印刷 印刷

矢野均教授人間文化研究叢書 5 矢野均『不確実状況下における多目的計画問題に対する意思決定手法』(丸善プラネット, 2015年)合評会

マンデーサロン

人間文化研究叢書 5 矢野均『不確実状況下における多目的計画問題に対する意思決定手法』(丸善プラネット, 2015年)合評会

2015年6月22日(月) 午後4時30分~6時

講師 矢野均教授

人間文化研究業書として、本年2月に出版された上記の本は、著者の10年にわたる研究成果をまとめたものである。
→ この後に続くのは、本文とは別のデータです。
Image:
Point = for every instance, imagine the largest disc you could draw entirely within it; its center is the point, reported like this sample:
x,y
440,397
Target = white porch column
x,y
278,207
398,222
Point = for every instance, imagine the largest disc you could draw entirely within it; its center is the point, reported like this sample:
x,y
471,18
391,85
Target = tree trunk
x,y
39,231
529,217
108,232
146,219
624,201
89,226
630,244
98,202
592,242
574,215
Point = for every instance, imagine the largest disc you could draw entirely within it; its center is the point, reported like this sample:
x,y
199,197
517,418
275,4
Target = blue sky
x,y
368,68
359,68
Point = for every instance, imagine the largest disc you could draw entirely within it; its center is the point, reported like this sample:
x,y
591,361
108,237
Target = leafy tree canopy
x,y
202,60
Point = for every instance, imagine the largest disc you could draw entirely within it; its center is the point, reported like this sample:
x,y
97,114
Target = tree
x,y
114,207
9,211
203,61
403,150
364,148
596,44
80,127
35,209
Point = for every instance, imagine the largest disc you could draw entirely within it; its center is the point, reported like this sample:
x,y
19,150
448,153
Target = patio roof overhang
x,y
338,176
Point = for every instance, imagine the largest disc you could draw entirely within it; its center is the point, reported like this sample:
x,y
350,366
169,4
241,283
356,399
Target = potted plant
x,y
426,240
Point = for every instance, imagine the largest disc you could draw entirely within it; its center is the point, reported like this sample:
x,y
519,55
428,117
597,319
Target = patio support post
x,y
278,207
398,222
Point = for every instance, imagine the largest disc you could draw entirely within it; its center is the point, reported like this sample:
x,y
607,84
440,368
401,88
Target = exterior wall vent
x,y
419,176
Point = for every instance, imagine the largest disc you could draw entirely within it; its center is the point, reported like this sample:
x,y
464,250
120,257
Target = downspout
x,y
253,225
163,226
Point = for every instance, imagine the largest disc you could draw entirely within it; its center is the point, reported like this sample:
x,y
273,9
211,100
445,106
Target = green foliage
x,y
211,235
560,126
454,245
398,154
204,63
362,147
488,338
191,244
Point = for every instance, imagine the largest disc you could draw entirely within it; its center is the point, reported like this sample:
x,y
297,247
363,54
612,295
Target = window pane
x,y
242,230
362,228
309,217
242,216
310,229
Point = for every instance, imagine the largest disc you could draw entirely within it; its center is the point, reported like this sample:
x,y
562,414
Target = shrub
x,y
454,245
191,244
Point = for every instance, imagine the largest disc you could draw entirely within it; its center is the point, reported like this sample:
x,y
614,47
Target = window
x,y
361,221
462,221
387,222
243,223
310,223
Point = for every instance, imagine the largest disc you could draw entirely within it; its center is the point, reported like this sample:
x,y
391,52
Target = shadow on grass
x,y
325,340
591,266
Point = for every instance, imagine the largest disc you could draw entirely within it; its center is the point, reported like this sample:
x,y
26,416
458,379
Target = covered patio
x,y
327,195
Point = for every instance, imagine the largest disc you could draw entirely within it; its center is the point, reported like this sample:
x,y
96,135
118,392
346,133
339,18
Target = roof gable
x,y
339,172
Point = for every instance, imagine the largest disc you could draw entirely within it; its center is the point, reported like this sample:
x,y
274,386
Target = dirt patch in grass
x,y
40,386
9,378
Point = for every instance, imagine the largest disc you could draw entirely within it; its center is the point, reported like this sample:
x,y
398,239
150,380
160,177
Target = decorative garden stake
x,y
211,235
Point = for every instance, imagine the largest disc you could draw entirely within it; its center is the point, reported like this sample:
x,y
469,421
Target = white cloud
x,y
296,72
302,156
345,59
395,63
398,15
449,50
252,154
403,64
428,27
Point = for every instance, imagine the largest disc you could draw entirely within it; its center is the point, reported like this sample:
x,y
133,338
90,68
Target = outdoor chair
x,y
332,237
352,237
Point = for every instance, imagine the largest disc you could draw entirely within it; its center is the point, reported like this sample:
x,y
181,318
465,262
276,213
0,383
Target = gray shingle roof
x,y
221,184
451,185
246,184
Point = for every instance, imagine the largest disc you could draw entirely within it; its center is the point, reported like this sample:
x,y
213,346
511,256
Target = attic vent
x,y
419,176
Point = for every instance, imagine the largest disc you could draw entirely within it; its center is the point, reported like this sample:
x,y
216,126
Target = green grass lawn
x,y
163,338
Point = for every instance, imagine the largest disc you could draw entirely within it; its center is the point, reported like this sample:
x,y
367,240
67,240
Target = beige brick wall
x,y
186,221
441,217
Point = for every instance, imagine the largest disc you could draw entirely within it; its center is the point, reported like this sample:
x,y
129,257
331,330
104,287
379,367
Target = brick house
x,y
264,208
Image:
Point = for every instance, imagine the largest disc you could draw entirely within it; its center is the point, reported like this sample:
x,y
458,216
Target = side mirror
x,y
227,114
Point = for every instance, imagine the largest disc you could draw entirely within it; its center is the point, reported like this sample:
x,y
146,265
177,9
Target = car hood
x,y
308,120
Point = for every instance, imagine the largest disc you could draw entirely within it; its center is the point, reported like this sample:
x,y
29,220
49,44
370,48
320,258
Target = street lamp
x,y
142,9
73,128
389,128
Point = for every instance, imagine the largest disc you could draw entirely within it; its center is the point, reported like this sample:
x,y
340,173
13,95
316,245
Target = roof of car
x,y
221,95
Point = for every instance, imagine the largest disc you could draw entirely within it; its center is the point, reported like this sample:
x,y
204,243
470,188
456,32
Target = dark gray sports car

たしかに世の中、不確実性に満ちており、あちらを立てれば、こちらに不満が増大するといった競合的な多目的問題が常駐している。このような解決が困難に思える課題に対してどんな方法論があるのかは大方の関心事である。著者は確率論、ファジィ理論を駆使してパレート最適を満たす中からある意思決定を行う手法を提案し、その数学モデルを構築し、農業問題への応用例に示している。

質疑応答での話題は、沖縄問題、東芝の粉飾決算、地域開発に携わる方からの農業政策の生々しい問題、さらには教授会での意思決定にも使えるのではないか、等々であった。

率直な感想を述べさせていただきたい。かかる研究は数学を駆使しているとはいえ、一つの理論、一つの仮説であって、数学上扱いやすい正規分布を仮定し、ファジィ集合を表すメンバーシップ関数も適当に設定して構築された数学モデルであり、ファジィ制御のような実践的成果を伴う研究とは異なる。示された応用例は、むしろ理論を分かりやすく説明し、対話型のシステムがどのように機能するかを確認するためであり、まだ理論と現実との乖離は大きい。しかし、権力、金、意思決定者同士のそれぞれの欲望が渦巻く現実問題にもその応用可能性の期待を聴衆に抱かせたのは、これは異文化のなせる業(わざ)であろうか。この日、私の中に残像とし残ったのは、「異文化交流」という言葉の中の「異」のとんでもない深さであった。だからと言って本研究の価値を少しでも過少評価するものではない。理論が現実の一部を掬い取ったときそれは大きな力になるからである。